Beklenen felaket geldi desem herhalde kimse inanmayacak. Bu ülkede iç ve dış odaklı karanlık güçler malzemeyi elde ederek ülke genelinde kıvama gelmiş bazı yerleri şimdiden hazır paket halinde biranda fırsat bu fırsat gibi uygulamaya geçiyorlar.
Kimileri mutlaka komplo teorisi veya uydurma deyip geçiştirecek ama maalesef göstergedeki ibre kontrolsüz şekilde yükseliyor. Aslında sağduyulu ve soğukkanlı olunması en başta yapılacak tek seçenek.
Çünkü gizli dünya devleti bünyesinde bulunan yeni dünya düzeni konseptinde yer alan paylaşım metodunda belirtilen çok gizli oyunların bölüm bölüm belli başlı gündem içerisinde uygulamaları için şimdiden butona bastılar galiba. Ben bir teorisyen olarak böyle düşünüyorum.
Önce 29 ekim yürüyüşü ile başlayan bu kıvılcım yavaş yavaş ülke geneline doğru yayılmasından kaygım yok. Bu münasebetsizce yürüyüşün diğer yerlere doğru gitmesi öncelikle Başkent’teki ODTÜ kampüsü karışması, Bursa’nın da karışması ve diğer doğu illerinde PKK korkusu sendromu yaşayan iller tam anlamıyla ülkeyi içinden çıkılmaz bir felakete doğru götürmektedir.
Daha doğrusu bunların hepsi de önce cezaevlerinde başlayan açlık grevleri ile oluşması karanlık dış mihrakların bir oyunun başlangıcı bunun sonrasında daha sancılı ve uykusuz geceler zamanı olduğu anda benim dediğim gibi komplo teorisi olduğu doğru çıkacak ve hatta bu istikrardan rahatsız olanlar da bunu fırsat bilip halk ve devletin karşı karşıya getirmek için acaba ne tür planlar yapacaklar.
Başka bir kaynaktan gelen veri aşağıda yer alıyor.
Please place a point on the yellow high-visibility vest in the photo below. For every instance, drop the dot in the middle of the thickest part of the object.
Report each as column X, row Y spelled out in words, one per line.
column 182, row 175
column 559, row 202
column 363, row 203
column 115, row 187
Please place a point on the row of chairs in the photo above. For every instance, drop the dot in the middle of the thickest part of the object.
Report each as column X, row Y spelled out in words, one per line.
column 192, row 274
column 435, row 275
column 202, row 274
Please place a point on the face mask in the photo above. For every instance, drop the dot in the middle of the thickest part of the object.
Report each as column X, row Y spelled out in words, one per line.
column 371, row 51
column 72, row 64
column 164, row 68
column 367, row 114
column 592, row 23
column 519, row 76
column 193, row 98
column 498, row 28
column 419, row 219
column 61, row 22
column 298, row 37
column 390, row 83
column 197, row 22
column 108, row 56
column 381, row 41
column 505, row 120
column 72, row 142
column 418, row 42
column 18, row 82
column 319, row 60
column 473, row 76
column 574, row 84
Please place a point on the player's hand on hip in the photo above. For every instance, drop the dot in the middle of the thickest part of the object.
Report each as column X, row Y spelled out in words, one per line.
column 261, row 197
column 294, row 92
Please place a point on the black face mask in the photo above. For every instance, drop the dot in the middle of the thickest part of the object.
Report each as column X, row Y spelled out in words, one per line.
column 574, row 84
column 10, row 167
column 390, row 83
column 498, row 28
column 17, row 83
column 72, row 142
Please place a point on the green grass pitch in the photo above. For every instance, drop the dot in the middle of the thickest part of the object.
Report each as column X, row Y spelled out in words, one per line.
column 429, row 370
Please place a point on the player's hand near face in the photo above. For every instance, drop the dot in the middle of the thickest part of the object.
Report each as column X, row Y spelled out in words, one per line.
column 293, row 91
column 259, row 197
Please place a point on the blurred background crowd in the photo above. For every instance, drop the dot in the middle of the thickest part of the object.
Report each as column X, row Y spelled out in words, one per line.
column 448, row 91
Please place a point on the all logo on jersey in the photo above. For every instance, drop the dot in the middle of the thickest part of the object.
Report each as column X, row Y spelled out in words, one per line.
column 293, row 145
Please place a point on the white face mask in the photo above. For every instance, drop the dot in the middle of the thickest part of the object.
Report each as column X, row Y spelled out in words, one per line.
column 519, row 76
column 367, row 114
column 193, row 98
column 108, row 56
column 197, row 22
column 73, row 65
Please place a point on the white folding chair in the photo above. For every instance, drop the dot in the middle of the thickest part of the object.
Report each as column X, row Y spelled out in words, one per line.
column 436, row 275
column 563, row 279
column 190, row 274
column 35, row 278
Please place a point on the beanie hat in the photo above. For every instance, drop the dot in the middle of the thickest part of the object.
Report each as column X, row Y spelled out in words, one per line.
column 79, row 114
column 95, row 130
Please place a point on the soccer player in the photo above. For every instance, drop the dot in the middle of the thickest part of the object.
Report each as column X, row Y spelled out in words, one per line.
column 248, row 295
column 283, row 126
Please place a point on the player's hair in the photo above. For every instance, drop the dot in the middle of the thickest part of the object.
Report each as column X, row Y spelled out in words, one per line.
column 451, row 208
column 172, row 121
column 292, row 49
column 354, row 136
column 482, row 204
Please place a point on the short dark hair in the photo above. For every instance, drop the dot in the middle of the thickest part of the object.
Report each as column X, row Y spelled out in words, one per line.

Karanlık güçler bu ülkede öyle bir ortam hazırlamak istiyorlar ki Türkiye’yi bölmek parçalamak çabasında olanlar nerdeyse çocuklar gibi hareket ederlerse hiç şaşmam zaten.
Son dönemlerde zor günler geçiren Türkiye’nin küçük çaplı yoğunluklarla uğraştırarak dış politikada saf dışı bırakmak ve terörle mücadelede dikkatleri dağıtmak için olur olmaz densizlerin tamamen dış odaklı karanlık güçlere hizmet ettiklerini bilmiyorlar. Aslında sağlıklı olarak düşündüklerinde tam bir beyin yıkama ile istikrar istemeyenlerin elinde maskara olduklarını anlayacaklar ama iş işten çoktan geçecek.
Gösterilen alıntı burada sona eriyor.